BlackBerry said it will be at least next week until it relaunches the BlackBerry Messenger service for Android and iOS.
The delay comes amid some drastic problems that are hitting BlackBerry, including slow smartphone sales, layoff plans and an offer by an investment firm to take the company private.
The unreleased app "resulted in volumes of data traffic orders of magnitude higher than normal for each active user and impacted the system in abnormal ways," he said.
About 1 million active users of the unreleased app suddenly appeared on Saturday, and BlackBerry quickly realized that the "only way to address the issue was to pause the rollout for both Android and iPhone."
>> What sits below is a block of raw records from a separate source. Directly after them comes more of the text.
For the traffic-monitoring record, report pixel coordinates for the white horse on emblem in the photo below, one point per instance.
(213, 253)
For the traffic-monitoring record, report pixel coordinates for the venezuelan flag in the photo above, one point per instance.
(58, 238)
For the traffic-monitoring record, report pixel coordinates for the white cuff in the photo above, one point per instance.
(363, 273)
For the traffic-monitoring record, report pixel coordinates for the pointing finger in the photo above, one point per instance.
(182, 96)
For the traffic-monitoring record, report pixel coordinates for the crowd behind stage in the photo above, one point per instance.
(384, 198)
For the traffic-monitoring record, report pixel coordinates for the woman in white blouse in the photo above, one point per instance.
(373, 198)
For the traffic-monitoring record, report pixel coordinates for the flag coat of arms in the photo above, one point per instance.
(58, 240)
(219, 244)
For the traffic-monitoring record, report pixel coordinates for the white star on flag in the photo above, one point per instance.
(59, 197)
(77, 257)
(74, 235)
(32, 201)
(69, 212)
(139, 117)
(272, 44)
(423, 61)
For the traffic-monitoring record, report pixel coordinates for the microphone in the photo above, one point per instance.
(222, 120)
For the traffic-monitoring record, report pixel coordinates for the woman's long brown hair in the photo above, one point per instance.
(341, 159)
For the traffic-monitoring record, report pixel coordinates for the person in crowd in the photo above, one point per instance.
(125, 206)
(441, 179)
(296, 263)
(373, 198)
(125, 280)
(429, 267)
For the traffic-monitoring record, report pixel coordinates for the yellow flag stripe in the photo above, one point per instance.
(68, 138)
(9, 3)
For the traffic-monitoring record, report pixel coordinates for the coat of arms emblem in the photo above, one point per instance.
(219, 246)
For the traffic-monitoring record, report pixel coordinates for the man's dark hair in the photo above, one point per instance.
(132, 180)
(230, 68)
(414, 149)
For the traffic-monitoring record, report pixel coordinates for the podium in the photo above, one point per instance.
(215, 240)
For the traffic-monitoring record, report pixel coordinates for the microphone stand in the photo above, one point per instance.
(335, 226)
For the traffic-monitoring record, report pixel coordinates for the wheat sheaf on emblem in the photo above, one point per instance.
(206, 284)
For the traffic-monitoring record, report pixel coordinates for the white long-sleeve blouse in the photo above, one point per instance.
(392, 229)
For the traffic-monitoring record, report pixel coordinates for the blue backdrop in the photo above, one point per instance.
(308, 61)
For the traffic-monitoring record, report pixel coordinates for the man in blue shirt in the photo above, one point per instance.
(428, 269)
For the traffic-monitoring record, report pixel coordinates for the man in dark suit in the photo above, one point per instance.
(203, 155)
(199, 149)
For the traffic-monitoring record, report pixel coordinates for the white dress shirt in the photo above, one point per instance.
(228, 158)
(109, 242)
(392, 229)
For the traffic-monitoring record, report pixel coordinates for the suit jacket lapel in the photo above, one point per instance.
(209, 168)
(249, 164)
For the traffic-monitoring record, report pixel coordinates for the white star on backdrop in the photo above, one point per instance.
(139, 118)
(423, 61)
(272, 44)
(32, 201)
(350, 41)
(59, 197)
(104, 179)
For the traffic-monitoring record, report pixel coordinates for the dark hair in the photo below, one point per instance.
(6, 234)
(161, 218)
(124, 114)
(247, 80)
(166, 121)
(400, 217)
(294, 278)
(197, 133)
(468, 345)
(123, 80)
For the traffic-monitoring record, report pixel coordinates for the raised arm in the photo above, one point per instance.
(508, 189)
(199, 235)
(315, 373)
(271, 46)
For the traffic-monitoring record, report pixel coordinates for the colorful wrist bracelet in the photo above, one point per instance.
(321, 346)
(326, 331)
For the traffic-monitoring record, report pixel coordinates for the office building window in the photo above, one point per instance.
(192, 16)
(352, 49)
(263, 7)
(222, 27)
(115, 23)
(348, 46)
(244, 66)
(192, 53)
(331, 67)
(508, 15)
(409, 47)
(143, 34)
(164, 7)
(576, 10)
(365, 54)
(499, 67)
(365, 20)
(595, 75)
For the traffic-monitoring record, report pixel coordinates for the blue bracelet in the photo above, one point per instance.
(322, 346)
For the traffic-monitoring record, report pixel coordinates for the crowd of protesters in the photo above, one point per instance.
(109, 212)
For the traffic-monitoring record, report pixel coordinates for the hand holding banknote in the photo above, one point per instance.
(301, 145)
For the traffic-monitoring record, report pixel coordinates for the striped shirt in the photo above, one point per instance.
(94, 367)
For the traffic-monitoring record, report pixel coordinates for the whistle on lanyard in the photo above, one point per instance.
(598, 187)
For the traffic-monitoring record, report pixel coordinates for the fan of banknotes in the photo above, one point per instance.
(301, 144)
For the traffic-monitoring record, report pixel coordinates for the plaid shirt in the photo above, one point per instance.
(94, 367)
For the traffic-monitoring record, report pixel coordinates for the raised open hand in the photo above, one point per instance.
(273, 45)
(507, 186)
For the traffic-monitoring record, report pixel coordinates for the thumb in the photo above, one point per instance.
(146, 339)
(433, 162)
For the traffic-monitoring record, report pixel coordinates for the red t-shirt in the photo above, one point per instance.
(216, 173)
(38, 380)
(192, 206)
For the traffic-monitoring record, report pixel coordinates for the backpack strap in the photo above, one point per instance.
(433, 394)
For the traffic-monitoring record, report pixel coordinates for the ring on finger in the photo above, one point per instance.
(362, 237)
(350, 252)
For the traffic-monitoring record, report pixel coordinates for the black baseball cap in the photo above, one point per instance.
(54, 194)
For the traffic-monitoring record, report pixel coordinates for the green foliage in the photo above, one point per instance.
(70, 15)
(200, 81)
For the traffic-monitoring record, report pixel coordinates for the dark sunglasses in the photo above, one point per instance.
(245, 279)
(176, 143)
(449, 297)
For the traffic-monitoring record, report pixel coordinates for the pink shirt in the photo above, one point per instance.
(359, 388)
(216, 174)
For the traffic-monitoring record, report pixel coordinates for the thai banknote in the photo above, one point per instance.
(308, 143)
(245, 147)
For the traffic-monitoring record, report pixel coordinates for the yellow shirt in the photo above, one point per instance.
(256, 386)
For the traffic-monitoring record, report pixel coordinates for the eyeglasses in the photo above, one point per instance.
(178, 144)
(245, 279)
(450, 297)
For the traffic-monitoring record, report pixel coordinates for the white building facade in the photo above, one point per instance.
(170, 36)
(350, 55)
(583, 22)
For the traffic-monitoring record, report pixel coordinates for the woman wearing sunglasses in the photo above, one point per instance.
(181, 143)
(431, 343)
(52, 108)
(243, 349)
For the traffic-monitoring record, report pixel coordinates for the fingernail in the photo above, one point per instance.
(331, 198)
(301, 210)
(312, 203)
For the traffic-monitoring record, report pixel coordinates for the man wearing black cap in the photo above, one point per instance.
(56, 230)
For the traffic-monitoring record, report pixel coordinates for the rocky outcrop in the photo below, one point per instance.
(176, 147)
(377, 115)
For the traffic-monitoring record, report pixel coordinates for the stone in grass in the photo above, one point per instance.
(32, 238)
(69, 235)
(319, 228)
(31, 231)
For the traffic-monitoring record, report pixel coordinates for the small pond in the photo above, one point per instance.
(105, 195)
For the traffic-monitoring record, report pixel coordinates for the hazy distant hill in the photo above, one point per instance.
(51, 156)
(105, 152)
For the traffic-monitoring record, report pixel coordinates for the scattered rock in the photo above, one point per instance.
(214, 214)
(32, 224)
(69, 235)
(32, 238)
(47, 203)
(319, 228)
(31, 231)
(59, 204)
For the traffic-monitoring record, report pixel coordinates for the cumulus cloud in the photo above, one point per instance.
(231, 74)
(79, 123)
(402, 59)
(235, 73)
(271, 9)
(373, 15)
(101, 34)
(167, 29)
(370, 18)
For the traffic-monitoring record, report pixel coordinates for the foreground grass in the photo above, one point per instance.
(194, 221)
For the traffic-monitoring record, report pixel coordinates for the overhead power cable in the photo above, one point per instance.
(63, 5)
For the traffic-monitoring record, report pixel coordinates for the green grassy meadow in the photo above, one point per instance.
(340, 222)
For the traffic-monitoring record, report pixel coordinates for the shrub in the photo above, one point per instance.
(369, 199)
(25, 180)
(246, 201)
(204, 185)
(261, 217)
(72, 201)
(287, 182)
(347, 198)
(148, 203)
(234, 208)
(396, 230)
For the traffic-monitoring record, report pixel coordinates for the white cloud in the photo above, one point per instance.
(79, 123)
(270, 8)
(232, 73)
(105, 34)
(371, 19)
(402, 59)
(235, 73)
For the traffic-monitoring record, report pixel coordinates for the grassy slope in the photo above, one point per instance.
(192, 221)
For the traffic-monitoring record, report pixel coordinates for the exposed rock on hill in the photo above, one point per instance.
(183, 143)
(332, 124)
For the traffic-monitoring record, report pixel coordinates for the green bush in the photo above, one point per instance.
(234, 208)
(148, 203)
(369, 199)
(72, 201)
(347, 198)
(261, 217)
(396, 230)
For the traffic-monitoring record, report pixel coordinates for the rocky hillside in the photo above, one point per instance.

Both rollouts had been scheduled for the weekend.
In addition to trying to completely block the unreleased app, BlackBerry is adjusting the system to avoid a similar scenario down the road. "While this may sound like a simple task, it's not," Bocking said. "This will take some time. I do not anticipate launching this week."
BBM has about 60 million monthly users on BlackBerry devices and the product is considered a bright spot in an otherwise dismal year for the Canadian smartphone maker.
On Friday, BlackBerry said it plans to take a nearly $1 billion write-off in its second fiscal quarter because of poor sales of smartphones, primarily the Z10, and would lay off 4,500 workers out of more than 12,000.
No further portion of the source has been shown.